When we first asked the defendant derpy whether they were aware of any precedent for the DCT to purchase a build, we were met with not an answer but an argument. This would be a trend that would continue throughout the direct examination, which would end in a back-and-forth argument towards the end of the direct examination. We simply asked for clear answers - not neccesarily short ones - but kept getting arguments.
The internal strifes and the behaviour of the defense in previous instances of events in the department has sufficiently been covered by my colleague, but we believe, as much as the defense claims their irrelevance or their ineffectiveness in affecting the events on which the lawsuit is based on, the prosecution begs to differ. The events happened within a short time-frame, enough that the results of the events previous to those t his lawsuit is based on can be an indicator of intent, manner and method for this lawsuit. We ask the courts to consider these facts before moving forward.
We would like to ask the courts: Is this how taxpayer money should be handled? How government affairs should be run? Disregarding the input of the secretary, committing a presumably not well-precedented act without any legal advice or a light understanding of the purposes of the allocated budget which the money has been taken out of, which resulted in being taken legal action against for unconstituonality, betraying the modus operandi of an entire department and creating distrust and a drift in the said department, for the sake of getting a simple building made by a friend who was not part of the department, and had sour relations with it, where the president once again sided with the said friend. The amount of chaos and unplanned and reckless at best, malicious at worst decisions being made for the sake of a race track seems a stretched proposition.
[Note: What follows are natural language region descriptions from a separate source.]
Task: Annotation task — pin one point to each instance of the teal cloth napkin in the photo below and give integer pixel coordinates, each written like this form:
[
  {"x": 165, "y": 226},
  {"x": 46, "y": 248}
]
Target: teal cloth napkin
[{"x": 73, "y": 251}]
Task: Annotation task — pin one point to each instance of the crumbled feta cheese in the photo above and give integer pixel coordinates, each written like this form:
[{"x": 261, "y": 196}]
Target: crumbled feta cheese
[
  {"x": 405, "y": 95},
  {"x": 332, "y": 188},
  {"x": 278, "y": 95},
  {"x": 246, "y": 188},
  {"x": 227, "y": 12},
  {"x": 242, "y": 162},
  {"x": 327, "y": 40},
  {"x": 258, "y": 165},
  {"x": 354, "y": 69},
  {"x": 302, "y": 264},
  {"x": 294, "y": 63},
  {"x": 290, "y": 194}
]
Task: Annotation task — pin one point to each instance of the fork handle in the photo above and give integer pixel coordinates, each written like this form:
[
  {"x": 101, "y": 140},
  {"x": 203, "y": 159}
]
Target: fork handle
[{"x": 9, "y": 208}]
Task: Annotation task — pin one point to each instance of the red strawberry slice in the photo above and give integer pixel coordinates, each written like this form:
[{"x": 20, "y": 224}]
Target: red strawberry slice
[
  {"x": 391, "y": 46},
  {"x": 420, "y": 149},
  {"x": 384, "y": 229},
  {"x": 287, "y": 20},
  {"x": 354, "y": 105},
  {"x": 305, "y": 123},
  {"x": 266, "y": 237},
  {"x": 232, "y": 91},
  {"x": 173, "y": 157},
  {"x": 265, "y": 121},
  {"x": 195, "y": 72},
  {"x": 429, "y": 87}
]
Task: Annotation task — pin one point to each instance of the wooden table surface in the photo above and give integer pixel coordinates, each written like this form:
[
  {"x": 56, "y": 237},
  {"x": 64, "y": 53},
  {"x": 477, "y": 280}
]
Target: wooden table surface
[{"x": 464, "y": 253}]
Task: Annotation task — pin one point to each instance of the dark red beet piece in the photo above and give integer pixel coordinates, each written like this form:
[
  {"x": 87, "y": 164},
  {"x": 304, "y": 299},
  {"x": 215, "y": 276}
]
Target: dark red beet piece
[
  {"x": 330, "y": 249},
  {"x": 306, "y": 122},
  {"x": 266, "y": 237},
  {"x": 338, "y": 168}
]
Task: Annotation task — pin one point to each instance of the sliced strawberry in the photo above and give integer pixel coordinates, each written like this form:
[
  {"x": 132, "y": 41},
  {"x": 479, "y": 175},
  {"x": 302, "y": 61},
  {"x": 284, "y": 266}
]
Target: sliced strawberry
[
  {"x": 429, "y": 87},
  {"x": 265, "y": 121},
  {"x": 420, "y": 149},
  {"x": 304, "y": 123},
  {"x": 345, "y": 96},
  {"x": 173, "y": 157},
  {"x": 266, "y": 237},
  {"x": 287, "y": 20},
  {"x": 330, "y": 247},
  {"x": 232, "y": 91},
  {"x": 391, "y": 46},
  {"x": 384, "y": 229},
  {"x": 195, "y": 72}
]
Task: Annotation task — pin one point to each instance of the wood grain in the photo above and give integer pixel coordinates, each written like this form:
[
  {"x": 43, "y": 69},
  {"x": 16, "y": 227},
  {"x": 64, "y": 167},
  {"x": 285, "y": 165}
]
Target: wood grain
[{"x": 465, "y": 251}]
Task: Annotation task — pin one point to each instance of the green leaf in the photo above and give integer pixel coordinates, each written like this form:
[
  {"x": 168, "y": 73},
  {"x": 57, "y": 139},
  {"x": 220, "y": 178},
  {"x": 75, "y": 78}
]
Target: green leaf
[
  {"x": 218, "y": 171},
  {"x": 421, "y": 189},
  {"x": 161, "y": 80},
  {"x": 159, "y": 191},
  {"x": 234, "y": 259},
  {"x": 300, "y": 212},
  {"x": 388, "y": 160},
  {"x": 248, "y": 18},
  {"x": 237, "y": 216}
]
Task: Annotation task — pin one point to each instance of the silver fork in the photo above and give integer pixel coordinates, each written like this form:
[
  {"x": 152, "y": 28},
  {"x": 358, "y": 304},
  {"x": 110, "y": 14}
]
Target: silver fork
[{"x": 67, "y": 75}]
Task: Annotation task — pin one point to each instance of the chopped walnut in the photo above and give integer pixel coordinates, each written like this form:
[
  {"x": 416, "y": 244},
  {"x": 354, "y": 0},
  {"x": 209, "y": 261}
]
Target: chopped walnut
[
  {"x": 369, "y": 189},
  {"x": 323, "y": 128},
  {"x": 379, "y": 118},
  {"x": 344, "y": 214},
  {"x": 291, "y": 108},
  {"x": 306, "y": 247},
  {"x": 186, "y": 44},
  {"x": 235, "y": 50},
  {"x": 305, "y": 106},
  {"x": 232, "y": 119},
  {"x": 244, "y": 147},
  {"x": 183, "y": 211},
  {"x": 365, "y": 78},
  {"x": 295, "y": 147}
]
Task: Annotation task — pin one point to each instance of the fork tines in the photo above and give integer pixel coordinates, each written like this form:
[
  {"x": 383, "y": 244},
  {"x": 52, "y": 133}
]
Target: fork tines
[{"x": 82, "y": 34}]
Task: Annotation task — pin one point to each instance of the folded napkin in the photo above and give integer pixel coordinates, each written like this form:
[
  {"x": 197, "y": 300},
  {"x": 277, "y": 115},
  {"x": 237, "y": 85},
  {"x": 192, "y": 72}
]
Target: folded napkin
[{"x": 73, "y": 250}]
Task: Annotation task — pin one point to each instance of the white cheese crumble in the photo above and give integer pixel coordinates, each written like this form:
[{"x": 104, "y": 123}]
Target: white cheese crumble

The prosecution cannot lay out a single sentence in here, that would just be the end all be all
in regards to what was affecting the former president's decisions at the time, that could only come through a self-incriminating testimony. The way granted to the prosecution to prove the point is through the culmination of soft-factors that indicate to the conclusion: that the relationship between the two defendants indeed had an effect on the ultimate decision, which we believe we have accomplished.
We would like the honourable courts to consider all events, factors and matters at play, and make a decision by looking at the whole of the situation, where the conclusion shall be clear.